Why isn't “is” comparison used in place of “==

2020-07-18 11:51发布

问题:

When I'm using Pytest for Python formatting, it complains about doing something like:

>>> assert some_function_ret_val() == True
E712 comparison to True should be 'if cond is True:' or 'if cond:'

and wants:

assert some_function_ret_val() is True

I know there can only be one copy of True/False/None, but I thought all primitives are immutable types.

Under what circumstances would "==" and "is" comparison be different for primitive types??

Otherwise, why has "==" become the norm in comparison tasks?

I found this stackoverflow post that talks about comparison with non-primitive types, but I can't seem to find a reason for why "is" comparison might be dangerous with primitive types. Comparison with boolean numpy arrays VS PEP8 E712

If it's just convention, I would think that "is" is more legible than "==", but I feel like there could be some crazy edge cases where maybe there are more than one copy of a primitive type.

回答1:

Python does not have primitive types. Everything in Python is an object.

Generally, the only place you should use is are on language-guaranteed singletons, like True, False, and None or, say for debugging purposes, you actually want to check object identity.

In every other case, you will be relying on implementation details and implementation-specific optimizations if you use is to mean equality (e.g. the peep-hole optimizer and string interning). The equality operator is == and should be used in those cases. While often, the Python interpreter will optimize immutable types, you should still not rely on identity when you mean equality, because mostly that is not a language guarantee.

As an example, while on CPython 3.7, you can "safely" be tempted choose to use is to compare small integers because they are cached, this is an implementation detail that should not be relied upon. This is free to change in Python 3.9 or whenever. Also, see the comment by @user2357112 about how it isn't even necessarily safe for the small integers that are cached! To reiterate: it is not a language guarantee - it is a side-effect of how it was implemented.

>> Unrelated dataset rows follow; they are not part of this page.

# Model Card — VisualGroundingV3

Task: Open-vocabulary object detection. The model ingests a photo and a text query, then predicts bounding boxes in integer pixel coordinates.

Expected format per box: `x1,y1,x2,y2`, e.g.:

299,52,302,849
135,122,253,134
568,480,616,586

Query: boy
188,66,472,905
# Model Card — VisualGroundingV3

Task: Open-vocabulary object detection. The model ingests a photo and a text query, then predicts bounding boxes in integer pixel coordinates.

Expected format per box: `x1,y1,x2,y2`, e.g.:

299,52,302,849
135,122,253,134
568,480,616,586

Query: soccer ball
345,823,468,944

And also, again, it only applies to small integers, [-5, 256] so:

>>> def add(a, b): return a + b
...
>>> 16 is add(8, 8)
True
>>> 1000 is add(500, 500)
False

Note, I put the actual addition in a function, the interpreter frequently optimizes immutable literals and arithmetic expressions:

>>> 1000 is (500 + 500)
True

But it should be obvious now why you cannot rely on that.

Another example where it is appropriate to use is for "equalityish" comparisons is to compare enum types, which are guaranteed singletons:

import enum
class Color(enum.Enum):
    RED = 1
    BLUE = 2

RED = Color.RED
BLUE = Color.BLUE

print(Color(1) is RED)